The new series “As Told By: History, Race, and Justice on the Opera Stage” will feature neglected repertoire, current masterpieces, and new operas by Black American composers that depict vital figures of Black liberation and Black thought across 250 years of history.

The showcase is being supported in part by a grant from The Andrew W. Mellon Foundation and will include the New England and world premiere performances of five operas, along with commercial recordings.

Gil Rose, Founder and Artistic Director of both BMOP and Odyssey Opera said, “As Told By represents a new dimension of BMOP’s mission to celebrate new and underperformed music of the 20th and 21st centuries. We hope that elevating the voices of Black composers will build momentum for a long-overdue shift to a more inclusive and representative classical music canon.”

The project will include performances and recordings and Rose notes, “These five exceptional works span eight decades, and were selected to showcase a wide variety of dramatic and musical styles. They offer an exciting cross-section of the dynamic landscape of modern and contemporary opera.”

The series begins with a performance of Anthony Davis’s “X: The Life and Times of Malcolm X” at Boston’s Strand Theatre. The work will star Bass-baritone Davóne Tines and will be recorded for BMOP/sound in a newly revised version.

Performance Date: June 17, 2022

Nkeiru Okoye’s “Harriet Tubman” will be shown in the premiere of the full orchestra version of the composer’s first opera.
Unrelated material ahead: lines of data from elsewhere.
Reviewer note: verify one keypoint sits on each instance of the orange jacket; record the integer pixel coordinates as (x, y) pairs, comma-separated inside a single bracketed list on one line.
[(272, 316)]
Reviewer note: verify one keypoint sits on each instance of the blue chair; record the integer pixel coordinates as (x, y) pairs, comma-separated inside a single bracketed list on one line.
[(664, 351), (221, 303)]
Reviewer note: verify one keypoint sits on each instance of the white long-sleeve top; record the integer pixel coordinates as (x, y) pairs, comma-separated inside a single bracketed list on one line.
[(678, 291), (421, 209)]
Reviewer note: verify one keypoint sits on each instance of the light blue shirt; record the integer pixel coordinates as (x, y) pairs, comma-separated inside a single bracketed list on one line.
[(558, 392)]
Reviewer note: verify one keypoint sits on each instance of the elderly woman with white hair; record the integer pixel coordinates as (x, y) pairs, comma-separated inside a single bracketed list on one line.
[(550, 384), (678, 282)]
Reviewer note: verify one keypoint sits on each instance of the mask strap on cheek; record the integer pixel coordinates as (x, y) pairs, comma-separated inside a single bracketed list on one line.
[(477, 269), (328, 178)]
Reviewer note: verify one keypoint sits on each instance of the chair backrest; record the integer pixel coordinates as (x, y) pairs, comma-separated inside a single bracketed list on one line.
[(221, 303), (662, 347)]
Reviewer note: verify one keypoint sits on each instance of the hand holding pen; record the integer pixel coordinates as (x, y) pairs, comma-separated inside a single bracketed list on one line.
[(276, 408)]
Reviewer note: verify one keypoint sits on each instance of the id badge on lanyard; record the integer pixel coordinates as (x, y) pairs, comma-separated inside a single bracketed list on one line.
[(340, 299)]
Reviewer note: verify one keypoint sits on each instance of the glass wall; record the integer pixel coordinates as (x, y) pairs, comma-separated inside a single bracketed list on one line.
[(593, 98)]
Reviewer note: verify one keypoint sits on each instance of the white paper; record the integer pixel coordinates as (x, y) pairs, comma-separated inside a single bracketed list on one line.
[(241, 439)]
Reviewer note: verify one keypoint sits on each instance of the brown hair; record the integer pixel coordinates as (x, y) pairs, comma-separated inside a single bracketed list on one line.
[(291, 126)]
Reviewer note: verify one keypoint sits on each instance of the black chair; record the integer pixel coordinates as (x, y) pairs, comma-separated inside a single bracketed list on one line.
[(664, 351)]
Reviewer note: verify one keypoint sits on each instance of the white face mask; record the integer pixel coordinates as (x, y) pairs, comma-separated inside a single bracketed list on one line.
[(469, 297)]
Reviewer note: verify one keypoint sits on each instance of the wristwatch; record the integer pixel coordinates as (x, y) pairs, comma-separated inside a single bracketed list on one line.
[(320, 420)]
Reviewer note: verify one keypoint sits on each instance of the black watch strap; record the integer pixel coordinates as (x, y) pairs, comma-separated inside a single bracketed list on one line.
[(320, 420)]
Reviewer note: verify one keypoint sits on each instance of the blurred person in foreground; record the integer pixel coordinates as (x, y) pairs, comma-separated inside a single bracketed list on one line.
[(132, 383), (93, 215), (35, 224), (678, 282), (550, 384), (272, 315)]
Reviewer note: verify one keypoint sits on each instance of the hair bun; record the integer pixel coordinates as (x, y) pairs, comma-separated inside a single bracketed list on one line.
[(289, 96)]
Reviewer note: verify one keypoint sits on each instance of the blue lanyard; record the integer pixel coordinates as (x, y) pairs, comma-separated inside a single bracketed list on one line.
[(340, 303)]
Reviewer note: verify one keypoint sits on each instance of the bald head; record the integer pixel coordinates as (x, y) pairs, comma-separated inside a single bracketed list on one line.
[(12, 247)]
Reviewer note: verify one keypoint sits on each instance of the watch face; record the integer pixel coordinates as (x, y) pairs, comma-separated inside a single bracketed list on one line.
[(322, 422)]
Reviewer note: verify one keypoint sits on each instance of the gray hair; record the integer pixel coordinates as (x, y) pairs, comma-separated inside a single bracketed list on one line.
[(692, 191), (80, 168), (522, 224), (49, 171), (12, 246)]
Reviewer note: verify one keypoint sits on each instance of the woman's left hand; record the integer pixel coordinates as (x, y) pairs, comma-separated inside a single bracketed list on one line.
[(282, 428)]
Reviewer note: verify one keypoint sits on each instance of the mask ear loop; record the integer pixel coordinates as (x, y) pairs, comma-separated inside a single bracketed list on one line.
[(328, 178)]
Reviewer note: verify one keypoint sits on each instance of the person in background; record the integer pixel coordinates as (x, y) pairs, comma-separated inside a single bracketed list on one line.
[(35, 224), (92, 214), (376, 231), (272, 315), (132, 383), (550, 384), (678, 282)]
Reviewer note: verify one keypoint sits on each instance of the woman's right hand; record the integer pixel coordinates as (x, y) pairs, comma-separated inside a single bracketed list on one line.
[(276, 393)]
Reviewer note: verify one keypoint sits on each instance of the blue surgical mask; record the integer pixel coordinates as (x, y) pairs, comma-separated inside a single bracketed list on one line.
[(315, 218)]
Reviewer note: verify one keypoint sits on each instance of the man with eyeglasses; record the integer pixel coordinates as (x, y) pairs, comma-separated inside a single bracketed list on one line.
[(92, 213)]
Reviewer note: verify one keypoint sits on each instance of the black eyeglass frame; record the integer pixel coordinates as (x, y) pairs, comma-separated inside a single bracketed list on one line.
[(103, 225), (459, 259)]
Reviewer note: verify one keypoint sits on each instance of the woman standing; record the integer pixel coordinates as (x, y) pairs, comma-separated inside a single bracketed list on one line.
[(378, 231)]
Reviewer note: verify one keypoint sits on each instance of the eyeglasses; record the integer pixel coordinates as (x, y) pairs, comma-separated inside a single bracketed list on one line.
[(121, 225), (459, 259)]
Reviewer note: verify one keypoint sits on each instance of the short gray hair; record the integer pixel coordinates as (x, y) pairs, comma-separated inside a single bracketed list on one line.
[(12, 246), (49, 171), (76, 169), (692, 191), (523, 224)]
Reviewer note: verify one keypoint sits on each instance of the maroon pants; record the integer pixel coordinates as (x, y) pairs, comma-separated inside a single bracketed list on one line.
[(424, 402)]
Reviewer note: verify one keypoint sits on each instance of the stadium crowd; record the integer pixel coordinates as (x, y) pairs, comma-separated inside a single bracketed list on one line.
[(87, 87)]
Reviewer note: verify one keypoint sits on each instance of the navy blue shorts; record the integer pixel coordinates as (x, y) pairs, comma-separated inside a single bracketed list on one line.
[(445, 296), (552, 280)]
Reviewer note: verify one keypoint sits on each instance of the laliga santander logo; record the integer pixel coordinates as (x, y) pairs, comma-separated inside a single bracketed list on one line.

Performance Date: Fall 2023

William Grant Still’s “Troubled Island” will be shown with BMOP partnering with New York City Opera. The work will be celebrating its 75th anniversary.

Performance Date: 2024

Ulysses Kay’s “Frederick Douglass” will get its first performance since its world premiere.

Performance Date: 2025

Jonathan Bailey Holland’s “The Bridge” will end the series. The opera, which will have its world premiere is about Martin Luther King Jr.’s years in Boston and is framed by the journey to Selma and the crossing of the Edmund Pettus Bridge.